天国について

キリスト教

一般に「善き死者の赴く処」とされる天国の概念は、ギリシャ神話のオリンポスや北欧神話のアースガルズとユダヤ・キリスト教の天(=神の居場所)、イエスの説いた神の国などが民衆レベルで混ざり合って成立しており、純粋なキリスト教の教えとは言えない。キリスト教の教理では、最後の審判以前の死者がどこでどのような状態にあるのかについて、各教派間の統一見解を得るに至っていない。
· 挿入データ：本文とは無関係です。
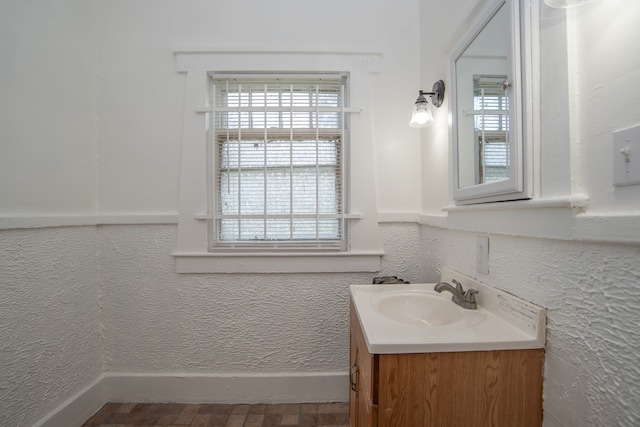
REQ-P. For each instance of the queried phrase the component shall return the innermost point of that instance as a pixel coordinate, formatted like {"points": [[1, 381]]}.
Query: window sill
{"points": [[342, 262]]}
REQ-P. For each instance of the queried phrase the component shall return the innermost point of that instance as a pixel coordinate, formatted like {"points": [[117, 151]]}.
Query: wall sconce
{"points": [[421, 115], [565, 4]]}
ダンテの『神曲』では、地球を中心として同心円上に各遊星の取り巻くプトレマイオスの天動説宇宙を天国界とし、恒星天、原動天のさらに上にある至高天を構想していた。

イスラム教

信教を貫いた者だけが死後に永生を得る所とされる。キリスト教と異なり、イスラム教の聖典『クルアーン(コーラン)』ではイスラムにおける天国の様子が具体的に綴られている。イスラムでは男性は天国で72人の処女とセックスを楽しむことができる。彼女たちは何回セックスを行っても処女膜が再生するため、永遠の処女とされる。また決して悪酔いすることのない酒や果物、肉などを好きなだけ楽しむことができるとされている。そのためこのような天国での物質的快楽の描写がジハードを推し進める原動力となっているという指摘もある。実際に過激派組織が自爆テロの人員を募集する際にこのような天国の描写を用いている場合が少なくないとされ、問題となっている。反イスラーム主義者からはこの事を厳しく批判されており、『イスラム教の天国は単なる売春宿である』という主張もなされてきた。またムハンマド風刺漫画掲載問題でもイスラームを侮辱するためにこの事がネタとして取り上げられている。しかし、コーランの理性的、近代的解釈を推し進める学者を中心として、これらの描写は比喩的なものと解釈する学者もいる。また、処女とは間違いで、実際は白きものであるという説もある。

仏教

仏教の世界観はヒンドゥー教と起源を同じくしており、デーヴァローカに対応するのは天部(神々)や天人が住む天(天道・天界)である。六道最上位、つまり人の住む第2位の人道の1つ上に位置する。しかし仏教では、神々すら輪廻転生に囚われた衆生の一部にすぎない。それら全体に対し、輪廻転生を超越した高位の存在として仏陀が、仏陀の世界として浄土が存在する。この対立構造においては、天国に相当するのは浄土(浄土宗では阿弥陀仏の浄土である極楽)である。

地獄について

キリスト教

神の言葉に背いた者や、罪を悔い改めない者が永遠の責め苦を受けるとされる世界。最後の審判において人間は、地獄へ向かう不信者と、天国に行く信者に別けられるという。キリスト教の教派のうちカトリック教会では、他に煉獄や辺獄があるとされる。

イスラム教

世界の終末に際しての審判において、不信心者や悪事を成した者が灼熱の責め苦を受けるとされる世界。

仏教

六道の最下層。閻魔の審判に基づいて様々な責め苦を受けるとされる世界。対比されるべきは、本来なら六道の最上層・天界のはずだが、実際には、成仏した者が行く六道のいずれでもない浄土(浄土は数多くあり、極楽はその一つ)と対比させられることが多い。

関連項目

リンク集

おすすめ!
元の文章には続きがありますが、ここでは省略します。